Friday, September 01, 2006
September - most glorious of months
Across acres of old pastures, where the goldenrod are taking over, late August and early September turn the land into a tumbling sea of the richest yellow. The fields are awash with waves of goldenrod that flow across the slopes and break against the stone walls and the woods.
Edwin, Way Teale
In the days when we raised sheep and I was enthused about spinning and dyeing wool the goldenrod and rabbit brush drew me into the hills and along the roadsides to gather
great baskets of yellow gold that with the proper mordants gave me the soft and subtle greens and tans and buttery colours to weave blankets that still keep us warm at night and lay over chairs for afternoon naps.

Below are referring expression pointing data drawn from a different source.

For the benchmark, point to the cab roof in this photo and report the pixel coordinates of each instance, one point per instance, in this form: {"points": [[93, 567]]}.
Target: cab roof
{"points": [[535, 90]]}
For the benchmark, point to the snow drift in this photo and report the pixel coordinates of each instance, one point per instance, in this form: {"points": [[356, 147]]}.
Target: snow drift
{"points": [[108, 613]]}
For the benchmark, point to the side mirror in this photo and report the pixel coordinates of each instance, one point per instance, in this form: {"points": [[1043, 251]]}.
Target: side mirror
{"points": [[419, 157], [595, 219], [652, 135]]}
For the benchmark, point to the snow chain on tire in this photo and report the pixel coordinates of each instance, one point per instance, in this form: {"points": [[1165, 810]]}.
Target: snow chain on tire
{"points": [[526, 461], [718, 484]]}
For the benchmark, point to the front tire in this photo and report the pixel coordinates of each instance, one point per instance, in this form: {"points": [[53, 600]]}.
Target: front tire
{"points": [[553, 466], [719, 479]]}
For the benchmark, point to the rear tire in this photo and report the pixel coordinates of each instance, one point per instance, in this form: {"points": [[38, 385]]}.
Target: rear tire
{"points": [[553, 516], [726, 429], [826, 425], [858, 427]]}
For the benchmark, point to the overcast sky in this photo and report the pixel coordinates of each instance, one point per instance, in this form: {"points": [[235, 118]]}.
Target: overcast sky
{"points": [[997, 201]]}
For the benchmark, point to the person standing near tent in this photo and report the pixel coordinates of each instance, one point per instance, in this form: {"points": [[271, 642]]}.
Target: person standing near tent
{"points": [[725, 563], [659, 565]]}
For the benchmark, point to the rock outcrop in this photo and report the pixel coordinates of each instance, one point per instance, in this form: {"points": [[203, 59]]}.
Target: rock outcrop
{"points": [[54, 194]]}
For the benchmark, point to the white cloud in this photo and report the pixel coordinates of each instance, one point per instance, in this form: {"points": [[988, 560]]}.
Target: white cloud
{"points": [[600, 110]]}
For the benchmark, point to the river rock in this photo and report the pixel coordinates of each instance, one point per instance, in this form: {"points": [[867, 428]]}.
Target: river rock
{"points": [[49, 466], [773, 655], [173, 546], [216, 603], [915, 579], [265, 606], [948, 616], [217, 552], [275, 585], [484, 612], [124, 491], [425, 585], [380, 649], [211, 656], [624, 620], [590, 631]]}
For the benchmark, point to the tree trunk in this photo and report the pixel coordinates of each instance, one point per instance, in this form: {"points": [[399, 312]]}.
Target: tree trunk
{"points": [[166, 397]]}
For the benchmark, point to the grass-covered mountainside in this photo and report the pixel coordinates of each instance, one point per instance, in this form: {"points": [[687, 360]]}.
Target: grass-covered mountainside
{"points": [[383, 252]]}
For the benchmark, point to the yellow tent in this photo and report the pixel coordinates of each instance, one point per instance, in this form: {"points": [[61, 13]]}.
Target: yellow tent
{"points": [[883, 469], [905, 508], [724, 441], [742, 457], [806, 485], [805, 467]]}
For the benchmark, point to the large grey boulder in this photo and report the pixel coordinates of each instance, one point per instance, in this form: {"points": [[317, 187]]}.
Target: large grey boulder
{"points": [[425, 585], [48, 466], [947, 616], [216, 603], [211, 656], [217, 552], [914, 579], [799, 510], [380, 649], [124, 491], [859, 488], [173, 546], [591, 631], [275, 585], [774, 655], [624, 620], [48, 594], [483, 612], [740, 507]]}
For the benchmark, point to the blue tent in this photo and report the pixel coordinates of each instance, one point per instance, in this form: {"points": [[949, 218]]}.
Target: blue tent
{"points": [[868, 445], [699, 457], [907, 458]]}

The first day of September, and we enter my most favourite month of all. September is like New Year's Eve to me, - it holds all the excitement of new beginnings. We come from a languid summer, full of zip and great expectations. It has been this way for me always, but more so when I was sending children back to school. I wasn't breathing a sigh of relief, - I just wanted in the worst way to go with them!!
When it finally came my turn to go back to school it was one of the most exciting times of my life, and I loved every minute of it.
Today has been glorious. Cool breezes, warm sun and blue skies. The intense heat of summer has retreated. The hills are still smokey, and the sun set tonight - a spectacular red ball against a smokey sky.
I spoke in a previous post about the curious anomoly that we depression children harbour and the guilt we feel when we indulge in the things we love to do. There is a need to find a practical reason for everything we do. It plagues me when I pass my weaving room, and much as the loom beckons and the unfinished warp scolds, there always seems to be something else that should be done. If I can fool my mind into thinking that I am weaving to make presents and save money at Christmas and Birthdays, then all is well and I can weave guilt free.
I had no hope of ever conquering this feeling until today I read of a wise woman's effort to change "should" to "could".
I said it over to myself, silently. It opened up possibilities, and so I said it out loud.
Try it, - what a wonderful release, - changing a negative to a positive. I COULD go and weave this morning. Or I COULD clean out the fridge. A great decision making opportunity, and permission to choose what appeals most (always keeping in mind that the fridge is going to continue to need to be scrubbed and polished and re-arranged) Perhaps a morning will come when that is the activity which really turns me on!!!!! Clean fridges do have a certain appeal!
Well, this way of looking at things opens up possibilities, and what better month to try it. Imagine, waking up to a morning of choices! I will feel like a butterfly, - a grasshopper. Certainly not a trudging ant. I will banish "SHOULD" from my vocabulary.
Of course there is still "MUST", but MUST places no burden of decision upon us, - it doesn't encourage us to procrastinate. It is purely and simply a fulfilment of an obligation, a commitment
I go into September with lots of enthusiasm and a light heart!!!